Today we're going to continue the "Forced Growth" series and focus on increasing the size of your biceps with three very specific exercises.
Keep in mind that nothing compares to BASIC exercises such as the Dumbbell Curl or the Barbell Curl but once your body adapts to those movement patterns, it can be very beneficial to attack your biceps from a different angle to spark new growth.
So, if your workout has recently become a bit stale, or maybe if you’ve hit a plateau, give these 3 exercises a try!
Exercise #1 – Spider Curl
You may have seen this exercise before but maybe you skipped it because you couldn’t lift as heavy compared to the traditional Barbell Curl.
Remember guys, weight is not the only important factor whenit comes to building muscle. The added benefit of the Spider Curl is that it forces you to hold your arms in front of your torso as you curl the weight which creates a much harder contraction in your biceps at the top of the movement.
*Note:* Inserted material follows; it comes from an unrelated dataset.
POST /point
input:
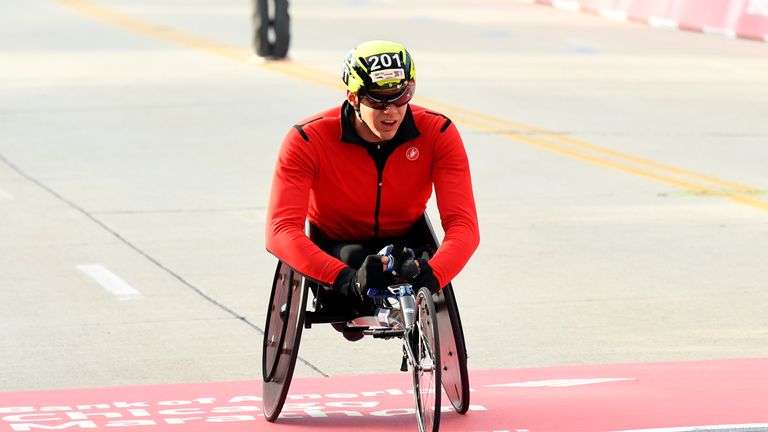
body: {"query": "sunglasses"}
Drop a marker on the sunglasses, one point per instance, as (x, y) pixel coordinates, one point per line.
(381, 101)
This leads to two very specific benefits:
Benefit #1 – Greater Mind-Muscle Connection: This leads to more bloodflow into the muscle, thus stretching and expanding the fascia and forcing more growth.
Benefit #2 – Targeting The Biceps More Directly: More specifically, you’ll be able to engage the short head of the biceps much better compared to a standing or seated bicep curl.
Exercise #2 – Dumbbell Waiter Curl
Remember how the Spider Curl engages more of the short head of the biceps? Well, now the Waiter Curl will place more emphasis on the long head or the outside of the biceps.
All you need to do is hold a single dumbbell with your hands open and together (palms facing up).
It’s actually very important that you keep your palms facing up throughout the entire range of motion, and if done correctly, you should feel the peak of your biceps contract very hard at the top of the movement.
Also, make sure your elbows are always in front of your hips and perhaps pause for a brief second at the bottom of the curl to ensure you are getting the full stretch on the biceps.
Exercise #3 – Biceps-Focused Chin-Up
For this exercise, we are going to alter the form of the traditional Chin-Up to better focus on the biceps, rather than the lats.
Normally, when you perform a Chin-Up, you would keep the same vertical movement pattern that you would have during a Pull-Up. So, to make this exercise more BICEPS-focused, I want you to lean back and try to pull your chest to the bar by using your biceps as much as possible.
At first, it might feel weird but try to pull the bar to your chest, as opposed to the other way around. Trust me, it’s going to feel right!
PRO TIP: You could also use a resistance band to help you get the hang of the exercise better and to “lessen” your bodyweight, helping you do more reps.
Bonus Exercise – Standing Double Biceps Curl
Start by bringing the pulleys a bit higher than your head and once your grab the handles, step back a bit so that your arms can fully extend.
From here, focus on keeping your elbows UP while curling the handles as close to your head as possible. If done correctly, you should feel the entire biceps engage and contract, with a bit more emphasis on the short head.
Also, it might be smart to train one arm at a time to better focus and isolate each side individually!